Don Stoddart, AMP

905-874-1680 Email

Financing

How to weather the Interest Rate storm

As a mortgage broker of 36 years never have I seen the mortgage market in such a state of unknown.  

I do all I can to keep informed for myself and my clients. I follow most major economists and read forecasts daily. 

I attend seminars, zoom meetings, webcasts, and conferences more than I have in my entire career just trying to make sense and get some direction of where we’re going. I listen closely to what the government had to say as we entered into Covid and then seen the complete opposite come true from what they forecasted. I then heard them tell us rates would remain low for a long period of time, just to be followed by the fast increase in prime I have ever seen. Unfortunately, rates are subject to change without notice. 

Of course, now everything is based on inflation. It’s the new buzz word, the new death sentence, so to speak. I get it, inflation is not good, and I need to stop spending and I have, but I learnt a long time ago that I can only control the controllables, so to speak.

What affects inflation is government spending, hire mortgage rates, gas prices, food costs and consumer spending.
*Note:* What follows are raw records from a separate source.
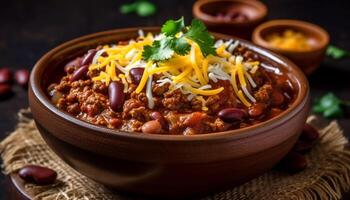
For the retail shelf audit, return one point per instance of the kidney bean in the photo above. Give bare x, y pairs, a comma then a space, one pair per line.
256, 110
87, 59
115, 122
37, 175
116, 95
69, 67
302, 147
231, 114
79, 73
158, 116
22, 77
5, 89
294, 162
192, 119
136, 74
55, 96
5, 75
277, 98
153, 127
309, 134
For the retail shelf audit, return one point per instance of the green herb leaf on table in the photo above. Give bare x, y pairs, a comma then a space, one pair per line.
142, 8
336, 52
329, 105
171, 43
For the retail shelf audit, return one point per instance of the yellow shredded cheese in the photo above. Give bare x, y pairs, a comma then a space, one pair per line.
205, 92
193, 74
144, 78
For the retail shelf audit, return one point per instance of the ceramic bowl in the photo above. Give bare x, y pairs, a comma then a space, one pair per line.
307, 60
163, 165
255, 11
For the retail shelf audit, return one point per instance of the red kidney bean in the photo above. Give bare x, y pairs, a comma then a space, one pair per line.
37, 175
116, 95
277, 98
88, 57
309, 134
5, 75
5, 89
231, 114
158, 116
256, 110
193, 119
22, 77
115, 122
153, 127
79, 73
294, 162
302, 147
72, 64
136, 74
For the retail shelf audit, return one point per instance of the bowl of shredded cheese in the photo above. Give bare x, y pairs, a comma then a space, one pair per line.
302, 42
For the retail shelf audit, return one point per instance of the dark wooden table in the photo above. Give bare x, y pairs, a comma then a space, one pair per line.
29, 28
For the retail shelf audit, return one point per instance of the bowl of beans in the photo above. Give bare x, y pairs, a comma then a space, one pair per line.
232, 17
161, 113
302, 42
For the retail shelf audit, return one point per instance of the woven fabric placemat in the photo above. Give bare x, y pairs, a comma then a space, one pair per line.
327, 175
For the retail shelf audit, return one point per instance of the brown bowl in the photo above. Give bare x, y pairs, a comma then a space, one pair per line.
163, 165
255, 11
307, 60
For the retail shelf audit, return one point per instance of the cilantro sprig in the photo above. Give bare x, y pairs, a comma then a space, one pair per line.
173, 42
330, 106
142, 8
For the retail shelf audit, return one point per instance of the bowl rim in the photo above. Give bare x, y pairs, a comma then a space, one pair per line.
207, 18
299, 103
260, 40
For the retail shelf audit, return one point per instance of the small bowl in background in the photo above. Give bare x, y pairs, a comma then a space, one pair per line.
309, 59
245, 16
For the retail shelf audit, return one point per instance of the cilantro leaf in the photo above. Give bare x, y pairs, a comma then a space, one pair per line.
160, 50
172, 27
335, 52
142, 8
181, 46
172, 43
199, 33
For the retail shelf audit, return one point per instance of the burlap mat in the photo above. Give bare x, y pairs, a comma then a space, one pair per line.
326, 177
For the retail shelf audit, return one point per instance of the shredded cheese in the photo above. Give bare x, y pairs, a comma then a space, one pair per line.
192, 74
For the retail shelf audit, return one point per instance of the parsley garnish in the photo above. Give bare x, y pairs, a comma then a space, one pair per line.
142, 8
336, 52
329, 106
172, 43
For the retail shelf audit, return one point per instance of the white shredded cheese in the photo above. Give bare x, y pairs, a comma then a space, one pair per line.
149, 94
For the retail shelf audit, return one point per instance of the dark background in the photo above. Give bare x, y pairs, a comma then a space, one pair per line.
29, 28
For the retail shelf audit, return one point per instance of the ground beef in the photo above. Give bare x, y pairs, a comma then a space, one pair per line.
178, 114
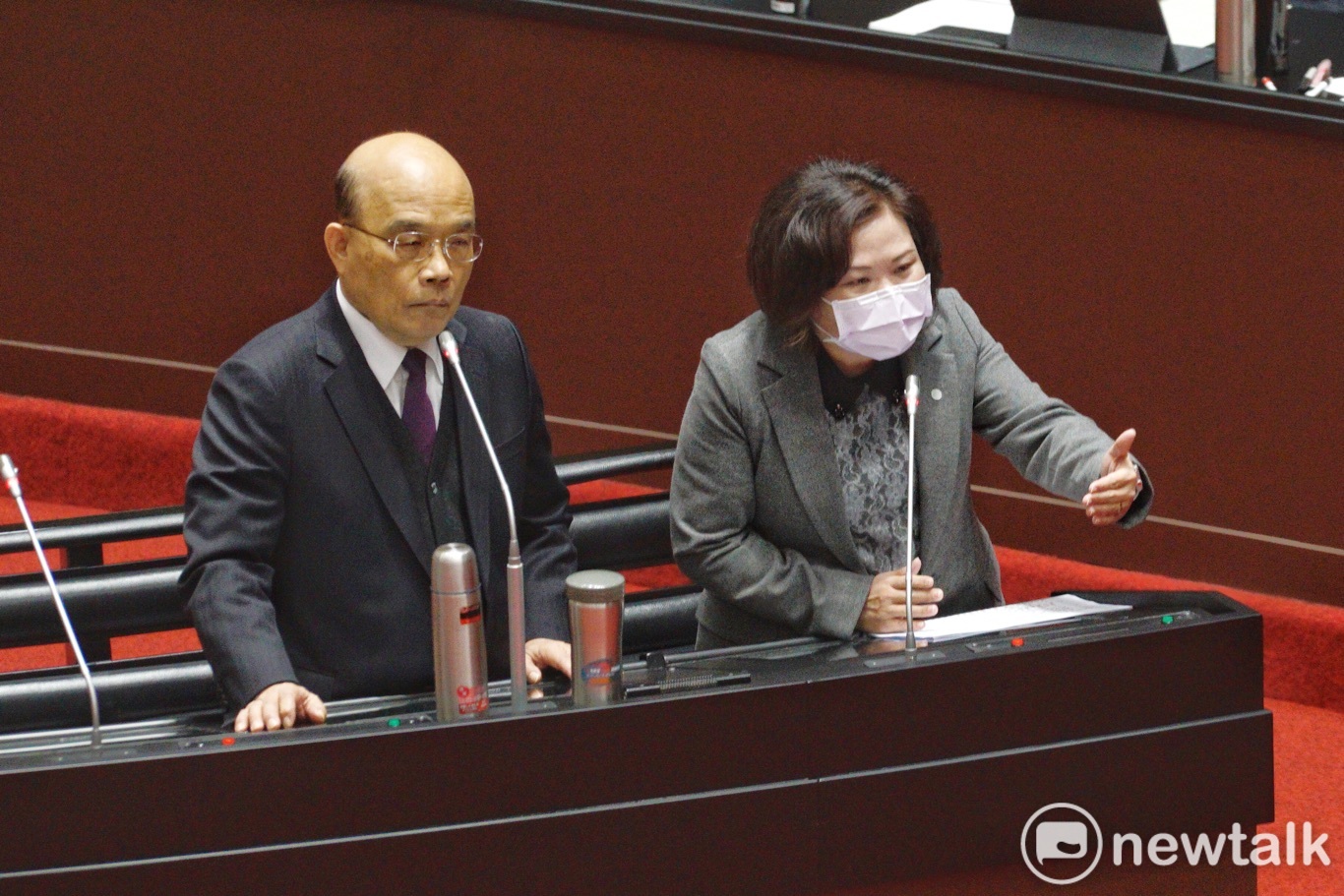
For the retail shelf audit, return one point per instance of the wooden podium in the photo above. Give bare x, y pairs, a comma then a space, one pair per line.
840, 767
Along with a host of other things. So, from this list I can only control my spending, I still have to go to work, so I have to drive and heat our home, I have to eat, and the funny thing is healthy food seems to have gone up the most. 

Finally, I only get to vote once every four years and live with the consequences. The government has now said we need to slow down our economy. What does this mean is layman’s terms? Job loss? I sure don’t see how this make sense as many new businesses have just started up after others losing their life savings from Covid closing them down.  

Why am I telling you all this? It’s not that I’m trying to be a Donnie downer, because I am not. There are always benefits and opportunities in a downward real-estate market. But what I am really saying is, I care about my clients, they are people and they have lives to live. In some cases, children to take care of, so please be very careful, if you don’t need to purchase anything right now don’t. It’s time to take care of our needs and not our wants. Like all storms, this too will pass. The question I have come to discover is none of the experts can tell us when or how long the storm will last and what the aftermath may look like. But what I do know is from there, like all other time in history, we will recover, and real estate will increase in valve once again.  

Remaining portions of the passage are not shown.